Prioritize emergency savings, retirement savings and debt repayment
Managing your money can feel like you’re looking at an overwhelming to-do list with no idea which task to cross first.
Should You Aim To Pay Off Your Credit Cards Now? Do you need to start saving for your retirement, which is expected to start in 40 years? Are the emergency savings you’ve heard about really this important, especially when you are young and healthy?
The answer to each of these questions is yes. Saving for your future and paying off past debts is not the best situation.
Instead, the idea is to do it all at the same time. But how?
Start by saving
If you are to make it a top priority, it should be establishing a habit that will serve you well all your life: knowing how to save money. It’s crucial to automate this process as much as possible to avoid any extra thinking (and the potential to spend money). Set up direct deposit of your paycheck to a dedicated savings account for emergencies and unforeseen expenses.
The emergency fund plays a vital role in establishing a healthy personal financial ecosystem. By regularly feeding this savings stock, you will have a greater cushion to absorb an unforeseen expense that might otherwise add to your credit card debt.
For example, if you need to do a $ 2,000 auto repair tomorrow to make sure you can get to work, the ability to tap into your emergency savings fund is crucial.
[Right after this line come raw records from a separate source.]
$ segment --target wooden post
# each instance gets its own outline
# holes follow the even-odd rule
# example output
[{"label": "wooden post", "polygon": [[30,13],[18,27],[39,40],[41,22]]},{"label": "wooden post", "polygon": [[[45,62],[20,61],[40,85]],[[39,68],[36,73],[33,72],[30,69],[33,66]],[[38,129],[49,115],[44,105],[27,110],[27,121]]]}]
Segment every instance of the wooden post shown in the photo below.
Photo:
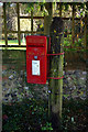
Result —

This means that you can avoid putting that $ 2,000 expense on a credit card with a 15% interest rate.
Don’t miss out on any retirement savings benefit
Since you are saving for what you don’t want, you should also save money for what you don’t want. to do want to see on the horizon: the freedom to enjoy your time after your years of work are in the rearview mirror. If your employer offers a 401 (k) or other tax-advantaged pension plan, take advantage of it through payroll deduction and be sure to inquire about match possibilities. Contribute as much as possible to maximize this benefit because it’s something everyone should love: free money.
If you don’t have an employer-sponsored retirement plan – or have the opportunity to save even more – set up automatic transfers from your checking account to an IRA to get government tax benefits for your retirement planning. responsible retirement.
Aim for the 10-15 percent rule
Between your emergency savings and your retirement plan, you should aim to contribute between 10 and 15 percent of your monthly income.
Reaching that mark will be difficult until you’ve reduced your high-cost debt to zero, but here’s the simple tip to remember from day one: don’t put off your savings until you’ve paid off your money in full. your debt. Any delay means you will miss out on valuable compound growth. And if you delay once, you risk delaying over and over again. So put something away now – every dollar counts – and regularly review your budget to see if you can save even more.
Develop a game plan to beat the debt
The savings strategy can be a routine to put in place and forget, but tackling your debt will require more energy and attention.
There is no one-size-fits-all approach to getting out of debt, but there are two starting points to consider. Both are rooted in analogies to winter weather, so think of it this way: embrace hard work in the cold now to get you on your way to sunnier days at the beach later.
- The avalanche method: From a purely financial standpoint, you will minimize financing costs by starting with the debt that has the highest interest rate. Spend as much money on it as possible while making the minimum payment on all others until it is paid off. Then move on to the next highest interest rate. You go down the mountain of interest rates from top to bottom, much like the avalanche.
- The snowball method: Instead of focusing on the interest rate attached to it, the snowball method focuses on the balance. You will start by committing as much money as possible for the smallest balance you are carrying while making the minimum payment on your other debts. When the first balance reaches zero, go to the next smallest balance. The amount you contribute towards a debt will snowball as you pay off each balance. Plus, the morale you can get from seeing every zero balance can inspire you to keep snowballing.
Remember that not all debt is created equal
As you work to free yourself from debt, it’s important to recognize that certain types of debt don’t need to be high on your priority list. If you’re paying off a 30-year mortgage with a 3% interest rate, there’s no rush. Of course, it can be nice to see your capital decrease, but you could also get a higher return by investing that money. Plus, you get a return on that debt by increasing the equity in your home.
Don’t let today’s mistakes be tomorrow’s regrets
Juggling savings for multiple reasons and reducing your debt can seem daunting right now, but getting the job done will put you in a position for less stress in the long run. Just ask others who have been in your shoes: Almost 40% of those polled in Bankrate’s recent financial security survey cited not saving enough – whether for emergencies or retirement – as their biggest financial regret.